Use F1 when false positives and false negatives both matter, especially with uneven classes. It focuses on positive-class quality rather than total correct predictions.
3. What does MCC tell me?
MCC measures the overall relationship between predictions and actual classes. It stays informative under class imbalance and ranges from poor disagreement to strong agreement.
4. Why can some metric values be undefined?
A metric becomes undefined when its denominator is zero. For example, precision is undefined when the model never predicts the positive class.
5. What does the beta value change?
Beta changes how much recall matters in the F-beta score.
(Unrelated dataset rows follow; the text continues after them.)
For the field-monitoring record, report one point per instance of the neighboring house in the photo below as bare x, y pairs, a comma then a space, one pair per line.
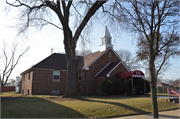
162, 87
49, 75
177, 86
18, 85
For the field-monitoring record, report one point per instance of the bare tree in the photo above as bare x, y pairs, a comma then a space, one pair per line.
168, 48
38, 13
10, 57
83, 52
128, 58
148, 18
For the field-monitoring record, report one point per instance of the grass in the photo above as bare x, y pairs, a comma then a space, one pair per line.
50, 106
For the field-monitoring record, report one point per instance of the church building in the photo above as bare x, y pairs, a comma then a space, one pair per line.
49, 75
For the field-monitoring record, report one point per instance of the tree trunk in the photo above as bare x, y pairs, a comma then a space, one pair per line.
70, 45
71, 91
153, 90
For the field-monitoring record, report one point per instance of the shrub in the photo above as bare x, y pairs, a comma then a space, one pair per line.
138, 85
113, 86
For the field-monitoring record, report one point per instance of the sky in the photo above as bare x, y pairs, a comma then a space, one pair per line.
42, 42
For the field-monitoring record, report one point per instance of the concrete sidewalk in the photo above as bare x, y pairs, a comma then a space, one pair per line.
172, 114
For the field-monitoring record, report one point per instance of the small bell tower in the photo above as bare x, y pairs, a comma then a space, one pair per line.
106, 40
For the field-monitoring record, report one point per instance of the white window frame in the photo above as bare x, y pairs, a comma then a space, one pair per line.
79, 76
109, 54
55, 72
55, 90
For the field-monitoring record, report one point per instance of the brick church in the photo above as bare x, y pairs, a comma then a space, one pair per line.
49, 75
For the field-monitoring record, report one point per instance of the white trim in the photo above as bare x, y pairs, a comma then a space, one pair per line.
122, 61
108, 75
87, 67
59, 73
102, 69
138, 76
55, 90
78, 76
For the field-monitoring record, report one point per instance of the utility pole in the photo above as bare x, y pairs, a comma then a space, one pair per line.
52, 50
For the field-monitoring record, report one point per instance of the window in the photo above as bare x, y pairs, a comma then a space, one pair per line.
79, 92
56, 75
109, 40
109, 54
55, 92
29, 75
79, 76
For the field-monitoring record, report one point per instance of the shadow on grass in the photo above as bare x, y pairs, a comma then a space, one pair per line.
139, 111
33, 107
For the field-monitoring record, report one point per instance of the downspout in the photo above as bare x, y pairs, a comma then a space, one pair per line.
144, 87
84, 80
132, 85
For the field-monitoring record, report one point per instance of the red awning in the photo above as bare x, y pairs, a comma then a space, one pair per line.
137, 74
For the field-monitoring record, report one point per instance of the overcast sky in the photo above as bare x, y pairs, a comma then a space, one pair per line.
40, 44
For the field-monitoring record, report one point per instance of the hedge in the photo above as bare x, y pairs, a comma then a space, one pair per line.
138, 85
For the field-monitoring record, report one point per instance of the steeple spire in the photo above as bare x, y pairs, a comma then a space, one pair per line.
106, 33
106, 40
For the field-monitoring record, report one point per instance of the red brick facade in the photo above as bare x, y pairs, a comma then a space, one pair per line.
40, 81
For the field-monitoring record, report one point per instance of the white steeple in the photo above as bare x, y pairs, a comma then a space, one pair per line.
106, 40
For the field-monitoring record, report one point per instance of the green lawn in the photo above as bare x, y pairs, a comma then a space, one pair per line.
49, 106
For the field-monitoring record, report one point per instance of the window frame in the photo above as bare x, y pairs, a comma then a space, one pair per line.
57, 93
56, 80
79, 76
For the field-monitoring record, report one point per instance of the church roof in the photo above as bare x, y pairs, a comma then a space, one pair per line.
107, 69
106, 33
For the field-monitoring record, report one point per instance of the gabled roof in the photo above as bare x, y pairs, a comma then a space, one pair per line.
58, 61
107, 69
162, 84
54, 61
88, 59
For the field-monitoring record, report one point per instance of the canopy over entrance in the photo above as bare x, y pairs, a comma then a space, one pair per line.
135, 74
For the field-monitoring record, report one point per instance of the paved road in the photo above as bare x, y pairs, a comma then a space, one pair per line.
172, 114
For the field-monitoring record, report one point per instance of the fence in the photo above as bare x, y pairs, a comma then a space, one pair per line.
162, 89
7, 88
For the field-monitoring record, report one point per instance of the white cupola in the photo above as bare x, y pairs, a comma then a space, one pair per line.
106, 40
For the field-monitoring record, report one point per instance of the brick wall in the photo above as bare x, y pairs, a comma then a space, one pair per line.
119, 68
43, 82
27, 83
7, 88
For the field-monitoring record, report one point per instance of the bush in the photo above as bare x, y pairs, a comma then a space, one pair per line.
113, 86
139, 86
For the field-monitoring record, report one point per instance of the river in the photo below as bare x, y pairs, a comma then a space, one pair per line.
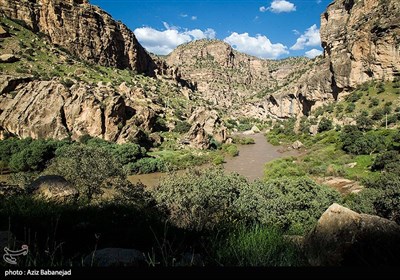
249, 163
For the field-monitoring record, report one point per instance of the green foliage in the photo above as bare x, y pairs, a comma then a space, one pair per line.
292, 204
388, 161
182, 127
255, 246
325, 125
242, 140
356, 142
127, 153
89, 169
364, 122
199, 199
146, 165
218, 160
350, 108
230, 149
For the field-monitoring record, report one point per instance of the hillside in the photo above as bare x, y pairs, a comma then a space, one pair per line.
232, 81
361, 44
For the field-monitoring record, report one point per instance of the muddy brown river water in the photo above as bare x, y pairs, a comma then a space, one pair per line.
250, 162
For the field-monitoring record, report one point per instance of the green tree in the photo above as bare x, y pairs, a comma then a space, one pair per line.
89, 169
325, 125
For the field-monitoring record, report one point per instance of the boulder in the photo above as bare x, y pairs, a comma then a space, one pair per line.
114, 257
53, 187
8, 58
313, 129
3, 33
255, 129
297, 145
344, 237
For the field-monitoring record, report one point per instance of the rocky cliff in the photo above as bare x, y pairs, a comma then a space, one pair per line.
233, 81
361, 41
84, 30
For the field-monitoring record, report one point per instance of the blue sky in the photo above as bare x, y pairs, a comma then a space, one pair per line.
271, 29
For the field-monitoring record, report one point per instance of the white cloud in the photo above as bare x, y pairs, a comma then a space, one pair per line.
310, 38
163, 42
279, 6
313, 53
259, 46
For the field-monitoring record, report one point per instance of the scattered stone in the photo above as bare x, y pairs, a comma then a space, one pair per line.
114, 257
3, 33
53, 187
255, 129
297, 145
344, 237
8, 58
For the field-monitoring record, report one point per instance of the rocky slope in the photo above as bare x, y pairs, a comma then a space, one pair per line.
233, 81
361, 41
84, 30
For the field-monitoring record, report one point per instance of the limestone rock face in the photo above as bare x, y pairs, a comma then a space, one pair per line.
361, 39
344, 237
84, 30
361, 42
205, 123
229, 79
48, 109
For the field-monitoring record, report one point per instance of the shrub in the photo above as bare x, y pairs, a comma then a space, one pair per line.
256, 245
325, 125
146, 165
182, 127
218, 159
293, 204
388, 161
199, 199
350, 108
89, 169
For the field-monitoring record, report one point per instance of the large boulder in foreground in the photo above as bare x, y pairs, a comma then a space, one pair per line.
53, 187
344, 237
114, 257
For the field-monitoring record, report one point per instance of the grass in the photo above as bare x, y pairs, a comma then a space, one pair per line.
256, 246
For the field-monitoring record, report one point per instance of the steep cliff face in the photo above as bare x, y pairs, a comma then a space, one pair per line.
230, 80
84, 30
361, 41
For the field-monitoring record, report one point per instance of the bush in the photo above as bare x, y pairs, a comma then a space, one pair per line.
255, 246
292, 204
199, 199
182, 127
325, 125
218, 159
350, 108
358, 143
146, 165
388, 161
89, 169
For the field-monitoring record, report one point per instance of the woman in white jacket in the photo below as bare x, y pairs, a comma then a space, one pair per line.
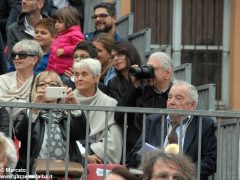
87, 74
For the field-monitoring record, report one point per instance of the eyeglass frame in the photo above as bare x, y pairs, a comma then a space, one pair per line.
167, 175
47, 84
118, 56
22, 54
101, 16
75, 56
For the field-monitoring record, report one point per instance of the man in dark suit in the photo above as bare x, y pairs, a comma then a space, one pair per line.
182, 96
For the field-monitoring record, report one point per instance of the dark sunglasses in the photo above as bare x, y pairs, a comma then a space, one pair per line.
22, 54
101, 16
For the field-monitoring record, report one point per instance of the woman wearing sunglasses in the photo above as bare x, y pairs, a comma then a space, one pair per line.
49, 128
15, 86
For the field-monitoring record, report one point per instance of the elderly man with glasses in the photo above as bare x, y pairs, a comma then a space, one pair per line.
182, 96
15, 86
104, 20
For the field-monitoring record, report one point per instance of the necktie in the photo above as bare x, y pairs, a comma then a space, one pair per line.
172, 137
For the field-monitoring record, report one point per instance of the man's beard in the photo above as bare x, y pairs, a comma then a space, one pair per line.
106, 29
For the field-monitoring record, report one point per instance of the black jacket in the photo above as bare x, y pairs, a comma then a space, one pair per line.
190, 148
37, 135
143, 97
4, 121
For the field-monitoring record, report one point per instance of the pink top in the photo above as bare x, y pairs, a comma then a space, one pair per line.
66, 40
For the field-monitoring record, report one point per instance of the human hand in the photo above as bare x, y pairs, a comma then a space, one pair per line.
94, 159
69, 72
60, 51
136, 82
40, 96
70, 98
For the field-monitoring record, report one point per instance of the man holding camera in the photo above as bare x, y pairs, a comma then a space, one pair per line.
152, 83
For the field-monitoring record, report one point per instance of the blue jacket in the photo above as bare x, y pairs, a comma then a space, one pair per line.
89, 36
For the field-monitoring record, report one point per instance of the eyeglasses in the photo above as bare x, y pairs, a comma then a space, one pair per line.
166, 176
101, 16
21, 54
50, 84
77, 57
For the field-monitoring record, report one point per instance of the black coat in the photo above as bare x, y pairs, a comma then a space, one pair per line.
4, 121
134, 97
190, 148
37, 135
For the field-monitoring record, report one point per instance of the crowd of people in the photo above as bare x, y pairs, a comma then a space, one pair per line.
45, 47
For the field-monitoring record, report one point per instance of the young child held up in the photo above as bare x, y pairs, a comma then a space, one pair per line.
44, 34
67, 25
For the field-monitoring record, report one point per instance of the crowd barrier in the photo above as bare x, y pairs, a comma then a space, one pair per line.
227, 125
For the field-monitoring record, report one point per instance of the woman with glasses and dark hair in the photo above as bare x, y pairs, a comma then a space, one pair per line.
51, 140
124, 55
103, 42
15, 86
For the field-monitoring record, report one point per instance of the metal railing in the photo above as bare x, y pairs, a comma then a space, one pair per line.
227, 124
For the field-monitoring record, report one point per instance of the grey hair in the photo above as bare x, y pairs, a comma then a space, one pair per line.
165, 61
10, 151
92, 64
29, 45
192, 89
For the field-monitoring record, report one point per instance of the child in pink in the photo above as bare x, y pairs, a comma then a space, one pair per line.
67, 24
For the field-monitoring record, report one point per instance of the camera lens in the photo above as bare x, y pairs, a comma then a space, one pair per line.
142, 72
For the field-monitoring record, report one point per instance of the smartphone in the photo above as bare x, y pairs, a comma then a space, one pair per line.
56, 92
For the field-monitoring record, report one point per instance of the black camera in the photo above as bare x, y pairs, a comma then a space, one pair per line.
142, 72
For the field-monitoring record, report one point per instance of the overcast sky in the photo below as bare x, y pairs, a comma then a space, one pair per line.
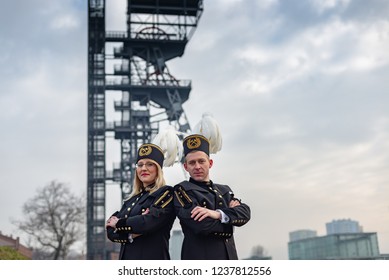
299, 88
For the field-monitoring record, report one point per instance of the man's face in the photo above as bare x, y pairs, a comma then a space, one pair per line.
197, 164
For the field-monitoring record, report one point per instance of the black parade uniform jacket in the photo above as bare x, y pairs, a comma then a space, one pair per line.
154, 227
208, 239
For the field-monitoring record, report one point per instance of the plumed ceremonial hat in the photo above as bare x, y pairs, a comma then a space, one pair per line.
196, 142
151, 151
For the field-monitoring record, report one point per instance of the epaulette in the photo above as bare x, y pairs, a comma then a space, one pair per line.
182, 197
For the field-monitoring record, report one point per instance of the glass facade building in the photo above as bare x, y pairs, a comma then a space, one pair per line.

A larger beta rewards finding positives more strongly, while a smaller beta favors precision.
6. How do specificity and recall differ?
Recall measures how well the model catches actual positives. Specificity measures how well it rejects actual negatives. Strong systems usually need both.
7. When is balanced accuracy useful?
Balanced accuracy is useful when classes are imbalanced. It averages sensitivity and specificity so one dominant class does not distort the result.
8. What should I compare when selecting a final model?
Compare accuracy, F1, balanced accuracy, MCC, kappa, and the confusion matrix together. Then align the best metric mix with your business or risk objective.